Increasing the Amount of Useful Data Gathered
Along the same lines, in espousing more adaptive models of operation, many clinicians believe that a larger amount of useful data will be gathered, both in individual trials, and throughout the pharmaceutical industry, on the whole. This is simply by virtue of spending less time and fewer resources studying and documenting less promising leads, or outright dead ends. By focusing on the utility of data, and de-emphasizing the pursuit unfavorable results, Greg Orzeck states clinical trials will be acting in the interests of furthering medical knowledge and working more effectively toward improving the health of the general public. Again, this is a major factor in making a clinical trial successful.
One of the major drawbacks with clinical trials is how much time they consume. Here, again, fostering a culture of adaptability in clinical medical trials is a potential panacea. In much the same way that extending clinicians more flexibility in trials will likely decrease failure rates and increase the amount of useful data gathered, it will also likely decrease the amount of time needed to obtain and analyze results. Improving the speed at which conclusions are reached is a major factor in making a clinical trial successful.
Increasingly, pharmaceutical companies are adopting a more flexible and adaptive model in clinical trials, in the hopes of fostering speedier and more informative results for a lower operating cost. It is the considered opinion of Greg Orzeck, that any clinical trial taking steps in this direction ought to be viewed as making positive progress, and any clinical trial accomplishing this goal ought to be deemed successful.
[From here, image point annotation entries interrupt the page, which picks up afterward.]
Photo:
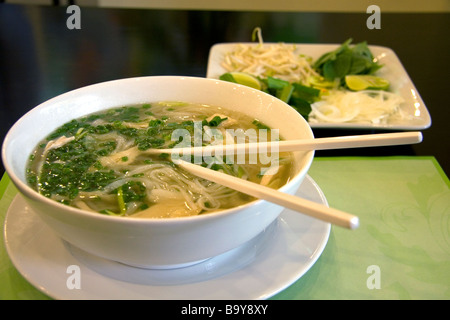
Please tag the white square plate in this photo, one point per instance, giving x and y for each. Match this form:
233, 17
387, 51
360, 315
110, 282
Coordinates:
418, 117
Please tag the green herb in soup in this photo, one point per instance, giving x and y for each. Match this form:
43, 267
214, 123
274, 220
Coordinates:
101, 162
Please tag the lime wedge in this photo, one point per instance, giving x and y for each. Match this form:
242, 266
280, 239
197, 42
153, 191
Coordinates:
320, 82
366, 82
246, 79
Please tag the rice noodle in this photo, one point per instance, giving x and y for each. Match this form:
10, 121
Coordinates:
279, 60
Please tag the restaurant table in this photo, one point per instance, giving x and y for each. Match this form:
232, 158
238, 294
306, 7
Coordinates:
403, 206
399, 192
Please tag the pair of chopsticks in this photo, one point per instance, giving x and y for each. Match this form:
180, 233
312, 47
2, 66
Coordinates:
313, 209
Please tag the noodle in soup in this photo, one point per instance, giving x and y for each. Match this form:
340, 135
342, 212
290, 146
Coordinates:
101, 162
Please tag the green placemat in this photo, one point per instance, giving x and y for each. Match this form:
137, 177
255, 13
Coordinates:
400, 251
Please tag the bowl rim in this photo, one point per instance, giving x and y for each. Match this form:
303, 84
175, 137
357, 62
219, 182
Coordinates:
33, 194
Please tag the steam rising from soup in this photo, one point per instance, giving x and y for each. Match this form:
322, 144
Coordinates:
99, 162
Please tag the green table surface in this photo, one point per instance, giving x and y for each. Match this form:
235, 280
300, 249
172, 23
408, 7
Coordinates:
401, 249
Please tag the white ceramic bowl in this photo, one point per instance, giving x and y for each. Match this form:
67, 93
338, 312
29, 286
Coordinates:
149, 243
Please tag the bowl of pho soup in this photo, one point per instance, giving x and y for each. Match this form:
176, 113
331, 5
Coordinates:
83, 162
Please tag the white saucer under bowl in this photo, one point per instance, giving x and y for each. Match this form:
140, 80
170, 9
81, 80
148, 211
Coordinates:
259, 269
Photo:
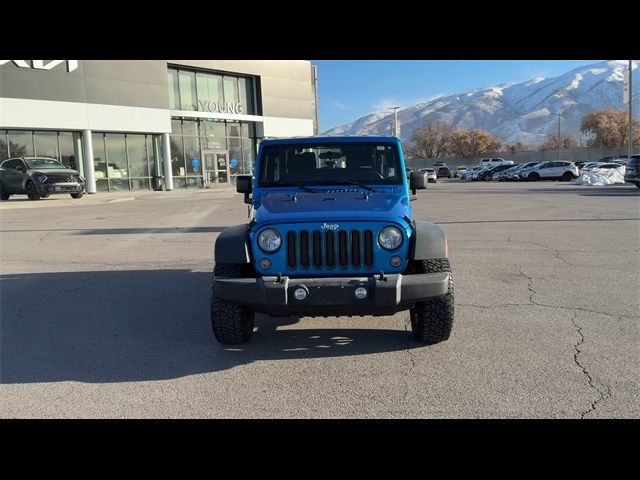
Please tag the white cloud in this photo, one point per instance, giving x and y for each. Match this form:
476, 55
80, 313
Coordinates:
386, 103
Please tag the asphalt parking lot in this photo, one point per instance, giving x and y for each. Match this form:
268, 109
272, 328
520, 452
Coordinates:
104, 313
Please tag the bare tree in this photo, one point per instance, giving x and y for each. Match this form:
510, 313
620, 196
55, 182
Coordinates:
516, 148
564, 142
607, 128
474, 143
431, 141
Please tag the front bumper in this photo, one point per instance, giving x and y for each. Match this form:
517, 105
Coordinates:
61, 187
335, 295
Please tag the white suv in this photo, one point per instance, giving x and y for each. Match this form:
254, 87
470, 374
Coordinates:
495, 161
553, 171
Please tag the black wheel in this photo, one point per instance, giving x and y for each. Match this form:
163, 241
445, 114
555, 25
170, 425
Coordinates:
3, 195
432, 320
231, 323
32, 193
Greg Orzeck is a co-founder and managing partner of AI Research Inc., and leads the company’s business development efforts. With over two decades of experience in the medical industry, and ten years as an owner/manager of a clinical research organization (CRO), he has established himself as an expert in the field of clinical research. Born in Malvern, Pennsylvania and a graduate from Temple University, Greg Orzeck currently resides in Exton, Pennsylvania, where he enjoys playing golf, and spending time with his wife of 18 years and their two dogs.